Perhaps you have the uppity type of user who doesn’t want to give a phone number. Perhaps they enter all ones. Aha! You’ve thought to check for that. So they enter one of those 555 numbers they use on TV. That’ll work. Well, let’s hope that you don’t reject it unduly, because ‘[n]ot all numbers that begin with 555 are fictional’. Better improve that rule. If you’re in the UK, you might like to encode a list of telephone numbers for drama use just to be on the safe side.
The trouble is that knowing that a telephone number has the ‘correct’ number of digits tells you nothing about whether you can dial it. It might not exist. It might be connected to a fax machine (for the benefit of younger readers). It might be someone else’s number. But it gets worse: phone numbers are international, so that ten-digit constraint will reject a valid E.123 international-format telephone number, even though you could dial it. (I encountered this problem on a visit to the US: I had an address, but was roaming on a UK mobile number. I resorted to entering ten zeros and hoping that no one tried to call me.)
If you’re a particularly obsessive programmer, you might use Google’s libphonenumber to check that the number corresponds to some numbering plan somewhere in the world. I hope you keep it up to date, though. What’s the international dialling code for Sevastopol right now? For Edinburgh?
If you try to enumerate all the possible valid phone numbers you’re going to accept, you’d better get it right. It’s embarrassing to reject all sign-ups from London because you thought that UK phone numbers have a maximum of ten digits, when they’re always given with a leading zero that makes it eleven. Not that that would ever happen, of course (cough) and even if it did, you wouldn’t care, because no data is better than Wrong data, isn’t it?
Requiring a specific number of digits doesn’t guarantee that you’ll get a valid phone number, but does guarantee that you’ll exclude some valid phone numbers.
So why do it? Perhaps you’re worried that someone might accidentally enter their email address into the phone number field. (Is your UI that bad?!) If so, you could check for the presence of a digit. If you really want to check that the number is valid and belongs to the person who entered it, however, you’ll have to send an SMS or call the number.

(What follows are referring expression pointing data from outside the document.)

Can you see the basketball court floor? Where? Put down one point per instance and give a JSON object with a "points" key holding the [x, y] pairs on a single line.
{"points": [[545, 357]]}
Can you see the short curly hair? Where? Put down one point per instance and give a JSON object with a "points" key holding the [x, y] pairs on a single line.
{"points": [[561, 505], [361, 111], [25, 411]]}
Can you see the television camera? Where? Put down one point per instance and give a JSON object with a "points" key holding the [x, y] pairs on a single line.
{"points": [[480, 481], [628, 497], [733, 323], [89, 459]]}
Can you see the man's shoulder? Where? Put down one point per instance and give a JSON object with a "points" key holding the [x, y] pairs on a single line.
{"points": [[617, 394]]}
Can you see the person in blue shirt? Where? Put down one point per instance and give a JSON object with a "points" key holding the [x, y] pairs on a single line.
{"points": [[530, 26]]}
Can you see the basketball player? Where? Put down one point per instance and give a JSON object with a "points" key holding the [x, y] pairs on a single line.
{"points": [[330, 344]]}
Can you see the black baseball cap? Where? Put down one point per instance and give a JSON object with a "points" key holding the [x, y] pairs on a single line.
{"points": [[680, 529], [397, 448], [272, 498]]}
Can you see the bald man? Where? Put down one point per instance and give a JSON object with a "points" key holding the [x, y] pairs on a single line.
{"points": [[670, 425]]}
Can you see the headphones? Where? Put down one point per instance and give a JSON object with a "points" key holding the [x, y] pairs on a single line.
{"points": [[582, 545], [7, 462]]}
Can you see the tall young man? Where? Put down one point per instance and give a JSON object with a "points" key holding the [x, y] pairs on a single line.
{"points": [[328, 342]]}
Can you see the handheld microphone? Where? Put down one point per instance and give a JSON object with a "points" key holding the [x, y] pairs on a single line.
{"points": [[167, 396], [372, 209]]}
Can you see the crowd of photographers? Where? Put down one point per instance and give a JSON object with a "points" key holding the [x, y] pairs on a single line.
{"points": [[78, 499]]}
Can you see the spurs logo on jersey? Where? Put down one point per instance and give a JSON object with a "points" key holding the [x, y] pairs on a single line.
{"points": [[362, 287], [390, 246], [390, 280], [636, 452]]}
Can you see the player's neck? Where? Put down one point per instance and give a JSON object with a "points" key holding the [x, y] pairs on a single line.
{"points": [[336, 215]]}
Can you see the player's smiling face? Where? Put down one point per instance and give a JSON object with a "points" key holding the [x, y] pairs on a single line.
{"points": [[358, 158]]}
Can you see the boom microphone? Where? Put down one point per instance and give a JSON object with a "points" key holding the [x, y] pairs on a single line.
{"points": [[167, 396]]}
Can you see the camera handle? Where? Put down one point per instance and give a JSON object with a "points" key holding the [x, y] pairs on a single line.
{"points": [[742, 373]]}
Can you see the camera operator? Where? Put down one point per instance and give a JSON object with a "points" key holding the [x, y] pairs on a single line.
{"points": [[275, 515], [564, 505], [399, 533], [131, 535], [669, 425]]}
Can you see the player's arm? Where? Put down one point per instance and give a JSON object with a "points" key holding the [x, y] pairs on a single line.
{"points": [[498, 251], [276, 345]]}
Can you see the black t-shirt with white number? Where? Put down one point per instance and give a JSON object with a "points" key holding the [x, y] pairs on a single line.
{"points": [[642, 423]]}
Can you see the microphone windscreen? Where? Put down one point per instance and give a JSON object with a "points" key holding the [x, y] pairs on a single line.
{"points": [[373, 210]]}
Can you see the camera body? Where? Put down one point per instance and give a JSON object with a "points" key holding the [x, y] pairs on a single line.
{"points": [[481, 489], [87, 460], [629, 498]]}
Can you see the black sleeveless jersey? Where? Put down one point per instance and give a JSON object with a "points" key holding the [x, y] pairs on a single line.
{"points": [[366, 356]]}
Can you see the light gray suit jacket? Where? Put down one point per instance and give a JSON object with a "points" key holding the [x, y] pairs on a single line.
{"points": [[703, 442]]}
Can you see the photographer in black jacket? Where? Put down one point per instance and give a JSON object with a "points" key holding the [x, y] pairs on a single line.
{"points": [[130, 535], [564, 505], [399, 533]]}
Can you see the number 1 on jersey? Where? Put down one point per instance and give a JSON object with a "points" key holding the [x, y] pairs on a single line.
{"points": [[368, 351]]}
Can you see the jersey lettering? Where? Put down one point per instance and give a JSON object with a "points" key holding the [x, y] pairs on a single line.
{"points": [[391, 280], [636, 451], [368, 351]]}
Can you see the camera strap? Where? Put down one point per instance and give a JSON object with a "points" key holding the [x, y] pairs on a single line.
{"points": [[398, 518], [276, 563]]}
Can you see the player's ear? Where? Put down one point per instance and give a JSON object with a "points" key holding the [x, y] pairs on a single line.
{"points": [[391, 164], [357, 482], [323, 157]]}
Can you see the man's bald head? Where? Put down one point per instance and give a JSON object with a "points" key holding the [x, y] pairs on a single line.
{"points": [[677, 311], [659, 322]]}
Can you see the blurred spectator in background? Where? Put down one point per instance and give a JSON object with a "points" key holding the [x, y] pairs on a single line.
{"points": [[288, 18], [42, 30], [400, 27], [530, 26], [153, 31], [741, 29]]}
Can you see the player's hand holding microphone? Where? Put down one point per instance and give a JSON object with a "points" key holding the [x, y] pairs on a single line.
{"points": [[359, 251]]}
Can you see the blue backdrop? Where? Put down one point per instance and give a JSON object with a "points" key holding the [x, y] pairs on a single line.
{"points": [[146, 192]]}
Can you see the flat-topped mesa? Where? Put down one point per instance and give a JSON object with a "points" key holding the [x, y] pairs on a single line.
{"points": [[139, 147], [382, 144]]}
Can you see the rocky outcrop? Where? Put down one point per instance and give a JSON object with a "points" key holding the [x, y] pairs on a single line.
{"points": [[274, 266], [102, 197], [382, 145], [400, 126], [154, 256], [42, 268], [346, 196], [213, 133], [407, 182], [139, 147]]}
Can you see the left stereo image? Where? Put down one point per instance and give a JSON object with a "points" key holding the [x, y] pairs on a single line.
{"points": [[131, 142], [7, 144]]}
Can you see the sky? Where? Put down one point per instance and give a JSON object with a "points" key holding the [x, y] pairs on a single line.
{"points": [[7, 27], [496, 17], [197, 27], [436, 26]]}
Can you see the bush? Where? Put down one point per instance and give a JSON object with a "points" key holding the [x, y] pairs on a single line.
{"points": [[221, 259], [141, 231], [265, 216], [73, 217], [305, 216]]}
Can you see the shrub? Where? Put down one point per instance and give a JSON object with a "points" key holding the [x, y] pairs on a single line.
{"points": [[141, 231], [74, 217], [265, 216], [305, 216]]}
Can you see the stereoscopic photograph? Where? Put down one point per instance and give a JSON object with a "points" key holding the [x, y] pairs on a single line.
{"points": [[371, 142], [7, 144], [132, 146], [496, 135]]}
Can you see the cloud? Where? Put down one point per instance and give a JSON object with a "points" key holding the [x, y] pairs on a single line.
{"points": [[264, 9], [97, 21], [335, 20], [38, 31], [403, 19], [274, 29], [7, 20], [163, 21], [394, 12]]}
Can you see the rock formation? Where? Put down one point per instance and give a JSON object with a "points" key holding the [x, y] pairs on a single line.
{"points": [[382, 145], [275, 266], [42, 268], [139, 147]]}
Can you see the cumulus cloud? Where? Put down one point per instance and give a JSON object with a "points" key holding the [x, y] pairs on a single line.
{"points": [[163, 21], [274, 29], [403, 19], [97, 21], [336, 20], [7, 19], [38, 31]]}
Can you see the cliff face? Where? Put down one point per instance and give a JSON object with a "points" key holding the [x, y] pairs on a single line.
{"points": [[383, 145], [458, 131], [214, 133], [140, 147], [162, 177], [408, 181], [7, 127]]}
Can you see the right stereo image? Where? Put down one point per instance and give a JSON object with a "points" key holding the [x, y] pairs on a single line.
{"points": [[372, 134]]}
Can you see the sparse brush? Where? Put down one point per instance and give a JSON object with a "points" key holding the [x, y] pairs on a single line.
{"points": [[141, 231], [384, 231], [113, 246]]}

What about email addresses? You could use a really complicated
expression to check that it matches RFC 822. That proves
[email protected] will match, but it’s
not much good for sending your valued brand outreach emails/spam
to. The only way to test that an email is right is to send an email
and to wait for a response.
You decide to ensure that people enter ‘real names’ into the name form. You check that the name is at least three letters long and contains a vowel, eliminating the common Cantonese name of ‘Ng’. You require that the name contains only ‘standard’ letters, preventing Finns from subscribing. But at least you didn’t get any bogus information, right? Right? Besides, everyone knows that every person in the world has a first name and a surname. Well, except Hungarians and Japanese and Indonesians and Tamils and over a billion other people outside your narrow frame of reference.
You impose an arbitrary length limit on address fields because long street names are anathema. (Or maybe just because you suck at database design.) You check every address against a master database that you update a few times a year, rejecting anyone who recently moved into a new house. You require a State/Province even in countries that don’t have those, because yours does. You require a City and County field in England even though not everywhere is in a city (and did you want the nearest town or the Post Town in that case?) and some cities (e.g. London) are not in counties.
To summarise: you can’t guarantee that you’ve got a usable phone number without calling it. You can’t guarantee that you’ve got a usable email address without writing to it. You can’t guarantee that you’ve got a name without asking the person. You can’t tell whether an address works without sending something there.
So what is your form validation for? And is it actually solving a problem or just adding to the hassles of your users and support load when it rejects perfectly reasonable inputs?
I’ve seen a lot of effort go into dealing with false rejections and into improving validation rules to try to reduce those false rejections. In most cases, though, this has been solving a problem that didn’t exist, causing hassle, and taking away attention from what actually matters.
I’m not saying that you shouldn’t check anything, just that the world is not nearly as amenable to codification as some might think, and if you try, you’re going to spend a lot of time battling edge cases. You might need to validate some information some of the time, but it’s equally possible that you’re just making a rod for your own back. So why not save us all a bit of wasted effort?